Papers: Francis Willey Kelsey Collection, University of Michigan.
- Notes:
Thomas Spencer Jerome was one of the great benefactors of American Classical scholarship, including in his will provisions that money from his estate and the sale of his villa on Capri—the Villa Castello--should endow a biannual series of lectures to be delivered at the University of Michigan and the American Academy in Rome and dividing his extensive research library between those two institutions. The first lectures were given in 1929-1930 by Professor John Garrett Winter (1881-1956) of the University of Michigan and published in 1933 under the title Life and Letters in the Papyri (Ann Arbor: The University of Michigan Press). The lectures have continued to the present.
The Jerome lectures are a fitting monument to one of the most unusual careers in American Classics. T. S. Jerome was a member of one of 19th century Michigan’s elite families. His father served a term as governor of the state in the early 1880s and his family was responsible for building the Saginaw Street railway system. Jerome did not prepare for a career in Classics. Instead, after briefly practicing law in Detroit from 1887 to 1900 and a year’s service as counsel to the US Transportation Commission in Havana, Cuba, he moved to Italy where he lived for the last fourteen years of his life. A lifelong Republican, he received from the McKinley administration appointment as Consular Agent of the United States, first at Sorrento and then on the island of Capri from 1901 to 1914.

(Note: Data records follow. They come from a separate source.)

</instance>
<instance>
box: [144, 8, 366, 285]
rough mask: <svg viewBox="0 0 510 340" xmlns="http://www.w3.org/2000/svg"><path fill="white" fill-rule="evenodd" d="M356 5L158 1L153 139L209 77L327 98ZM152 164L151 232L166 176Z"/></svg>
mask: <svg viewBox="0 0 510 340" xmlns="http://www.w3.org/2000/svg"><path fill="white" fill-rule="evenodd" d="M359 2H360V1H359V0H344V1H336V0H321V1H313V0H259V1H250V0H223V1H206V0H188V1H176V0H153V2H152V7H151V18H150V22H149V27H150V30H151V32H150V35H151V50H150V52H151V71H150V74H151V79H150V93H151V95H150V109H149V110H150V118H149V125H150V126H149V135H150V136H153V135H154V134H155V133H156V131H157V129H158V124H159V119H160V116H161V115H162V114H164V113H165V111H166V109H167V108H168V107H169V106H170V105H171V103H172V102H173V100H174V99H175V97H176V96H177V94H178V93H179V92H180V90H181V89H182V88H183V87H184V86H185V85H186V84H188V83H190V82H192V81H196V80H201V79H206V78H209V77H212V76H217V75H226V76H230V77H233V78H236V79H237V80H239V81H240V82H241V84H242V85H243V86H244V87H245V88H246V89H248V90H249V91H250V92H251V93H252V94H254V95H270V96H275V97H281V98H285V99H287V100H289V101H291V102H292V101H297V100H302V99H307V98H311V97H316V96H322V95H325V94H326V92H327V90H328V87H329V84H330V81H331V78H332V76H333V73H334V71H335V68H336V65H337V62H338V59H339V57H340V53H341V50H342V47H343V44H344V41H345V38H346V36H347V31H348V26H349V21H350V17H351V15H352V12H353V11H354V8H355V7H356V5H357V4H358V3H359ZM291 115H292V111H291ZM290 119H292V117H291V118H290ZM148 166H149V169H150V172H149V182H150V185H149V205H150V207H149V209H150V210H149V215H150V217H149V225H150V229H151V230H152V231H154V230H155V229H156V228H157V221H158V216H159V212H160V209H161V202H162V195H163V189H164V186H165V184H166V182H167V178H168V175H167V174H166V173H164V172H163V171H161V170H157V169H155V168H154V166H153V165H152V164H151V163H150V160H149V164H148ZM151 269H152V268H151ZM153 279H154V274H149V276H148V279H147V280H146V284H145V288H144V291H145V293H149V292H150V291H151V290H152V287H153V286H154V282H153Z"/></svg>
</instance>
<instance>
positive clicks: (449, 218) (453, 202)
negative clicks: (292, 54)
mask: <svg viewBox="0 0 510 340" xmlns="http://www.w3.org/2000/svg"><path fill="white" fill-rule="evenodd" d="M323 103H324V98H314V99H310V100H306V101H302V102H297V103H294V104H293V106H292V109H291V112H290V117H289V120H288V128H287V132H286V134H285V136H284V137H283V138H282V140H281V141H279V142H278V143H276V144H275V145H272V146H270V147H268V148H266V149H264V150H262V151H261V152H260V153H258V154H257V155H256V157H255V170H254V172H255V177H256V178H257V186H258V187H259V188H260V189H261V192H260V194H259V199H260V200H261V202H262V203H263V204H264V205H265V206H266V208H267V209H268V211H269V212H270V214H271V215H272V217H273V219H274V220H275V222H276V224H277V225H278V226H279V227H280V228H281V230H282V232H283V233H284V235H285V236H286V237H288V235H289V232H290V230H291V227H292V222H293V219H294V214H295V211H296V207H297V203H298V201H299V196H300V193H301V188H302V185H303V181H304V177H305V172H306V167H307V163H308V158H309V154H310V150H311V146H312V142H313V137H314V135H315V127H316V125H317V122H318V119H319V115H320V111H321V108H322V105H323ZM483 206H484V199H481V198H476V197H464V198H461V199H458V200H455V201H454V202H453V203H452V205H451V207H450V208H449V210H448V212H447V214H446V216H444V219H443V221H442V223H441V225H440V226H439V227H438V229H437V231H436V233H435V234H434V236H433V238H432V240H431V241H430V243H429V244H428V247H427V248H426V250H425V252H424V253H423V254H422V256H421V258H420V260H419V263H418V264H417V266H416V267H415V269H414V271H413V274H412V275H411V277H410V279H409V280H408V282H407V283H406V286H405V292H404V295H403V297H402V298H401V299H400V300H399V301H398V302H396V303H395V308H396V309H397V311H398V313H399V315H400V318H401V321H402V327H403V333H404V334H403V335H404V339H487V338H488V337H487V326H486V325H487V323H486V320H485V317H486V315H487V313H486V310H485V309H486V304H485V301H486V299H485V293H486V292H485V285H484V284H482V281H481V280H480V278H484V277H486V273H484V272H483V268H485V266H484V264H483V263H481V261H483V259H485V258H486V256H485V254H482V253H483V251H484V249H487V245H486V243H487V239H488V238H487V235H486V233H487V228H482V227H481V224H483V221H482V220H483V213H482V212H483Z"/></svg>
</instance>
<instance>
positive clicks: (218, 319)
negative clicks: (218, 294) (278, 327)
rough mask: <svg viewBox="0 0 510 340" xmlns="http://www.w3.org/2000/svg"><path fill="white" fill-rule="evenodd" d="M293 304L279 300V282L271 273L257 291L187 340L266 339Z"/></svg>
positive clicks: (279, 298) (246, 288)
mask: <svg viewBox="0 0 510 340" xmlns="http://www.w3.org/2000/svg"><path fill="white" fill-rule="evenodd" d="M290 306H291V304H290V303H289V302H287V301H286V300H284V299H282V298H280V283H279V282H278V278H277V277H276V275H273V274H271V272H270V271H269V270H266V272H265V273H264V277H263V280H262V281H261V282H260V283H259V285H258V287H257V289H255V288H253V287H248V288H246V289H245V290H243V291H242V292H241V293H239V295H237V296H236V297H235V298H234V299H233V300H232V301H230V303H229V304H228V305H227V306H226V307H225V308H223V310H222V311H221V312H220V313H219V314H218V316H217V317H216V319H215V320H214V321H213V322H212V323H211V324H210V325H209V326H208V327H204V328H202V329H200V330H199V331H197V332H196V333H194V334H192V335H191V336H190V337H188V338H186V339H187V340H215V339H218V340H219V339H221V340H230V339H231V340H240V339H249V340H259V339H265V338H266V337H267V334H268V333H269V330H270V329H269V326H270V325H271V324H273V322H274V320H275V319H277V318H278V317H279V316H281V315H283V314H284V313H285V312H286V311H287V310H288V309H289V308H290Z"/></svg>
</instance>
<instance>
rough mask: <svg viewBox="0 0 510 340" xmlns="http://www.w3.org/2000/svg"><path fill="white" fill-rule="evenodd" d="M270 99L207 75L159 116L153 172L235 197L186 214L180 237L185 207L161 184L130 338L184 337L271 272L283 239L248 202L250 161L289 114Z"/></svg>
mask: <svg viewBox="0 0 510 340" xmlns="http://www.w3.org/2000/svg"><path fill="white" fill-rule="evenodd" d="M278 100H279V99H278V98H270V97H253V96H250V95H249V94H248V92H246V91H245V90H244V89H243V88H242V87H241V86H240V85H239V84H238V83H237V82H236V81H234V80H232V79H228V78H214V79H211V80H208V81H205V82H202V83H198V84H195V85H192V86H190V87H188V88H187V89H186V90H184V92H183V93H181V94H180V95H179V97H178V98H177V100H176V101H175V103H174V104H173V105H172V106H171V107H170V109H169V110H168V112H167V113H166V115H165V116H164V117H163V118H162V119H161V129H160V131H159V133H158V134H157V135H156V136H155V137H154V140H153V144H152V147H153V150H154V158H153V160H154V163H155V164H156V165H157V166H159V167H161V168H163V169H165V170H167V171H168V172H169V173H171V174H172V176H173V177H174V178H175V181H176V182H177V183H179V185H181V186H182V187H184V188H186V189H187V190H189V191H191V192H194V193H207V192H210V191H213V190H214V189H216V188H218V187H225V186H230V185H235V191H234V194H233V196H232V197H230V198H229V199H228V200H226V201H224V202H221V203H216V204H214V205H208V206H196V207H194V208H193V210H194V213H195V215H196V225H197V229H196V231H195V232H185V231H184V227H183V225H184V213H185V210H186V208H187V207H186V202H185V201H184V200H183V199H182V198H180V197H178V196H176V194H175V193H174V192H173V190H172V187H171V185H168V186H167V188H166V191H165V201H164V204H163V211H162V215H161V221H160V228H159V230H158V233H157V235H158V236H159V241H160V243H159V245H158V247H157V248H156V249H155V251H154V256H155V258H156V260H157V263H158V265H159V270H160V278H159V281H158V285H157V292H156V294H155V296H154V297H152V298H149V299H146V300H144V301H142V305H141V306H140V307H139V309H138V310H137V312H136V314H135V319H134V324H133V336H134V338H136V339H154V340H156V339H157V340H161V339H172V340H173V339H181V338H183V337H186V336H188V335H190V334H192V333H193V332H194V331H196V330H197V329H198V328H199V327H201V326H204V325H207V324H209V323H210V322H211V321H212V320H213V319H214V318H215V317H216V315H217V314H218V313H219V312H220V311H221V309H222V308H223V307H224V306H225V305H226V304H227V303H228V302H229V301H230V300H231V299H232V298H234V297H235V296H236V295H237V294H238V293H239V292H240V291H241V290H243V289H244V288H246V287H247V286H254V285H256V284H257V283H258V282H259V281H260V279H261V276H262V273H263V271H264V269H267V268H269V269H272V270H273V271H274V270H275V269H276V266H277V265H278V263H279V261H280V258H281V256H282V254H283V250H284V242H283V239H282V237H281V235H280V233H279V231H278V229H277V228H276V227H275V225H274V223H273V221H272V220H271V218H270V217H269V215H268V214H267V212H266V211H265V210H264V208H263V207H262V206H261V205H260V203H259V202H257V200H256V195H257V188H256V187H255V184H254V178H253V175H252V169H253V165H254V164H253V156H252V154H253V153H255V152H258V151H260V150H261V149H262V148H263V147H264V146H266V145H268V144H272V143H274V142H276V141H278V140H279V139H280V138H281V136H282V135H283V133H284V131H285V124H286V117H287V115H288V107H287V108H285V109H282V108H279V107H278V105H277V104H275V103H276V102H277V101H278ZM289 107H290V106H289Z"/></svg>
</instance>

It was in Italy that he developed his interest in Roman history, immersing himself in the archaeology of the Naples region and publishing on the basis of his travels his first book, Roman Memories in the Landscape Seen from Capri. He also developed plans for writing a large-scale history of Rome with the tentative title of Roman Morals. Of this work, however, there remained at his death only an article published in Classical Philology in 1912 and a number of unfinished chapters from which John G. Winter managed to assemble what became Jerome’s second book, Aspects of the Study of Roman History.
Perhaps because his work bears the unmistakable stamp of the self-taught amateur, the originality of Jerome’s approach to Roman history has not received the recognition it deserved. His long residence on Capri encouraged him to try to rehabilitate the reputation of the emperor Tiberius, and to that end his emphasis on the importance of critical method in historical research and of rhetoric in shaping Roman historiography in general including Tacitus’s treatment of Tiberius in particular was innovative. His work on the conflict between Tacitus’ rhetoric and the actual actions of Tiberius reported by him anticipated the well-known studies of Frank Burr Marsh (1880-1940) and more recent analyses of the literary aspects of Roman historiography.
- Sources:
Obituary: Detroit Free Press, Tuesday, April 14, 1914, p. 6; Elaine K. Gazda, In Pursuit of Antiquity: Thomas Spencer Jerome and the Bay of Naples (1899-1914) (Ann Arbor: Kelsey Museum of Archaeology, The University of Michigan, 1983); and Carlo Knight, L’Avvocato di Tiberio: La tormentata existenza e la quasi tragica morte di Thomas Spencer Jerome (Capri: Conchiglia, 2004).